Deep Reinforcement Learning

Dynamic Programming

Julien Vitay

Professur für Künstliche Intelligenz - Fakultät für Informatik

Dynamic Programming (DP)

  • Dynamic Programming (DP) iterates over two steps:

    1. Policy evaluation

      • For a given policy \pi, the value of all states V^\pi(s) or all state-action pairs Q^\pi(s, a) is calculated based on the Bellman equations:

      V^{\pi} (s) = \sum_{a \in \mathcal{A}(s)} \pi(s, a) \, \sum_{s' \in \mathcal{S}} p(s' | s, a) \, [ r(s, a, s') + \gamma \, V^{\pi} (s') ]

    2. Policy improvement

      • From the current estimated values V^\pi(s) or Q^\pi(s, a), a new better policy \pi is derived.

      \pi' \leftarrow \text{Greedy}(V^\pi)

  • After enough iterations, the policy converges to the optimal policy (if the states are Markov).

  • Two main algorithms: policy iteration and value iteration.

1 - Policy iteration

Policy evaluation

  • Bellman equation for the state s and a fixed policy \pi:

V^{\pi} (s) = \sum_{a \in \mathcal{A}(s)} \pi(s, a) \, \sum_{s' \in \mathcal{S}} p(s' | s, a) \, [ r(s, a, s') + \gamma \, V^{\pi} (s') ]

  • Let’s note \mathcal{P}_{ss'}^\pi the transition probability between s and s' (dependent on the policy \pi) and \mathcal{R}_{s}^\pi the expected reward in s (also dependent):

\mathcal{P}_{ss'}^\pi = \sum_{a \in \mathcal{A}(s)} \pi(s, a) \, p(s' | s, a)

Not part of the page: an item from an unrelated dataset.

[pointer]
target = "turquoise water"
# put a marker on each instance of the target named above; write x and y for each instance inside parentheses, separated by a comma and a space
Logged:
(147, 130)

\mathcal{R}_{s}^\pi = \sum_{a \in \mathcal{A}(s)} \pi(s, a) \, \sum_{s' \in \mathcal{S}} \, p(s' | s, a) \ r(s, a, s')

  • The Bellman equation becomes V^{\pi} (s) = \mathcal{R}_{s}^\pi + \gamma \, \displaystyle\sum_{s' \in \mathcal{S}} \, \mathcal{P}_{ss'}^\pi \, V^{\pi} (s')

  • As we have a fixed policy during the evaluation (MRP), the Bellman equation is simplified.

Policy evaluation

  • Let’s now put the Bellman equations in a matrix-vector form.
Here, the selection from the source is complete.